Mauschelei-Vorwürfe im Stadtrat Noch nicht aus der Welt

Einige Tage war Ruhe. Die von der Mehrheit im Stadtrat als Mauschelei-Vorwürfe empfundenen Behauptungen von Christian Deglmann schienen keine Rolle mehr zu spielen. Der Schein trog.

von Volker Klitzing Kontakt Profil

Der Finanzausschuss tagt. Das übliche Geschäft. Eine ruhige Sitzung. Doch das sollte sich am Schluss für einige Minuten noch ändern. Oberbürgermeister Kurt Seggewiß hatte ganz überraschend angekündigt, dass der Rechnungsprüfungsausschuss unter Vorsitz von Hans Sperrer (CSU) die in jüngster Zeit getätigten Grundstücksgeschäfte der Stadt unter die Lupe nehmen werde. Anlass sind die heftig umstrittenen Äußerungen von Christian Deglmann im Stadtrat am 20. März. Dort hatte der Fraktionschef der Bürgerliste gesagt, der eine oder andere aktuelle Verkauf einer städtischen Immobilie hätte auch anders laufen können. Und dann fügte er auch noch das Wort "Regensburg" hinzu, das derzeit wie kein anderes für Bestechung und Betrug steht.

An Pranger gestellt

Nach der OB-Ankündigung eröffnete SPD-Fraktionschef Roland Richter noch einmal die Diskussion, in dem er von einem "ungeheuerlichen Vorwurf" sprach, der längst nicht ausgeräumt sei. Er unterstütze die nochmalige Prüfung, "gern auch mit einer Stellungnahme der Bürgerliste". Richter verwies darauf, dass sich die Verwaltung an den Pranger gestellt fühle. Die Äußerungen Deglmanns dürften auf keinen Fall so stehen bleiben.

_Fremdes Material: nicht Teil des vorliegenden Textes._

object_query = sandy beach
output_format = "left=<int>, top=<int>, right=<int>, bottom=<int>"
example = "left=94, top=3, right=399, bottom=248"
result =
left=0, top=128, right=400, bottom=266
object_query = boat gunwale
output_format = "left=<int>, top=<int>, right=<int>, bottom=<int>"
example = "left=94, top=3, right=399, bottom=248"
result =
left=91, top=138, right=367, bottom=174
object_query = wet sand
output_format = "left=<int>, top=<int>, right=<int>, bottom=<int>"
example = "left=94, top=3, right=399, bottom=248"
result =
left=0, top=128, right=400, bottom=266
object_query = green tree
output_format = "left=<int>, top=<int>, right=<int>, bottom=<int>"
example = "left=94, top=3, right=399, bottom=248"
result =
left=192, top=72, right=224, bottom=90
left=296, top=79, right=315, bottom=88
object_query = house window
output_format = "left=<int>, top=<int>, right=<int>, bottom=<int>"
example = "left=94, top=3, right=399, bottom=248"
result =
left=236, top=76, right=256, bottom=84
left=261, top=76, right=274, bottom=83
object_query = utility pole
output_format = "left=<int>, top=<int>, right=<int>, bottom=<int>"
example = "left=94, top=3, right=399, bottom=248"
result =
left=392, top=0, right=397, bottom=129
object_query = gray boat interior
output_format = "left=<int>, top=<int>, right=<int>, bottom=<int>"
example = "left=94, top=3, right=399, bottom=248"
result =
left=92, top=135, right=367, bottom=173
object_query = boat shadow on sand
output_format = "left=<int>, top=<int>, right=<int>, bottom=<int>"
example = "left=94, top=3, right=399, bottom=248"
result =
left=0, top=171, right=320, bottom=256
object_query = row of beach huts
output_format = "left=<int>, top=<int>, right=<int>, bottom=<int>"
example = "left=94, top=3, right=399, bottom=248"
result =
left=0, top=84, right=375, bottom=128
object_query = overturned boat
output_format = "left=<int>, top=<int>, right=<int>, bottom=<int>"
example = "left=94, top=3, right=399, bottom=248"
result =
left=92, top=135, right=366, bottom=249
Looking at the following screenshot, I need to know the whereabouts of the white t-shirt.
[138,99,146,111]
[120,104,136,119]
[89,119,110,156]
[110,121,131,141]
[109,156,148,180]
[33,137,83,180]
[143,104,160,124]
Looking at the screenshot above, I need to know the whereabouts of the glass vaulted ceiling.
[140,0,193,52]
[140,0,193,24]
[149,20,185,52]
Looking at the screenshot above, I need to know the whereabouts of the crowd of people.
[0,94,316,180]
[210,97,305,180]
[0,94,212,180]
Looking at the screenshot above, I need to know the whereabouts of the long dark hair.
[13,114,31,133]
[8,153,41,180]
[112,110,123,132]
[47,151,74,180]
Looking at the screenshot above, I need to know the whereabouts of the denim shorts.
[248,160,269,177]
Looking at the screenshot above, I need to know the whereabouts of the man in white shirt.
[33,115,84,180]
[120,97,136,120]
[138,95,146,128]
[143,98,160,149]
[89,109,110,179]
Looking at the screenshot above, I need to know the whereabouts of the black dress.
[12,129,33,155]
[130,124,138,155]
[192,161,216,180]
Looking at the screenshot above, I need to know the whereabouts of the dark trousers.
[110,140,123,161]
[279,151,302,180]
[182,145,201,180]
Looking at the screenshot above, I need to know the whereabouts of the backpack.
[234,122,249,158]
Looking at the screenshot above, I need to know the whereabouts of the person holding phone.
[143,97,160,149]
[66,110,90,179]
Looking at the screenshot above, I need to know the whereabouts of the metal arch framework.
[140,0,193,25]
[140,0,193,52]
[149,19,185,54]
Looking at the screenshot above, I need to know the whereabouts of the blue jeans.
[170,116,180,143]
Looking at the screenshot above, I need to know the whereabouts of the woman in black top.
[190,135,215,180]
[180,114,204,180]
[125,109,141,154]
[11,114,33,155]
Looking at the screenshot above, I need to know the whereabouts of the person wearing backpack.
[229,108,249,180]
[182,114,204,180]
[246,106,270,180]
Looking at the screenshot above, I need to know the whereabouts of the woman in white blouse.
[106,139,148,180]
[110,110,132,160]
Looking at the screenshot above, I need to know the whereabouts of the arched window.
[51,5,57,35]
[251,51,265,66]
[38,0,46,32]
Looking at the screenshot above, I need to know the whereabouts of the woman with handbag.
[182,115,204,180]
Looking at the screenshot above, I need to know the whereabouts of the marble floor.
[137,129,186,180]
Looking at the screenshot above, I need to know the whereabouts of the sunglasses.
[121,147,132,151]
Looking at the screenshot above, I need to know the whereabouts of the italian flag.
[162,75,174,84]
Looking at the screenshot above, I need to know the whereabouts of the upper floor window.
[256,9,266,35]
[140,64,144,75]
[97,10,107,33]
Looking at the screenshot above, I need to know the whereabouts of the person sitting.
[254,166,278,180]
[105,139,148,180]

Grünen-Fraktionschef Karl Bärnklau hielt Richter vor, nicht in der Sitzung gewesen zu sein und sich trotzdem zu äußern. Er wäre besser still geblieben. Die Aussagen Deglmanns könne man so oder so interpretieren. Das Thema müsse jetzt schnell aus der Welt. Er schäme sich für die Auseinandersetzung. Seggewiß betonte, dass ein Großteil der Kollegen in der Verwaltung in der Stadtratssitzung auch nicht anwesend gewesen sei. "Sie fühlen sich aber angeklagt." Und Sabine Zeidler (SPD) verteidigte ihren Fraktionschef. Schließlich seien die Aussagen protokolliert.

Entschuldigung fällig

Völlig schockiert über die Behauptungen zeigte sich auch CSU-Fraktionschef Wolfgang Pausch. Der Rechnungsprüfungsausschuss sei das richtige Instrument, die Vorgänge ganz sachlich aufzubereiten. Er erwarte und erhoffe eine Entschuldigung Deglmanns. Pausch sagte, man wolle gemeinsam für die Bürger arbeiten. "Damit aber tut sich mancher derzeit schwer." "Das gehört ausgeräumt."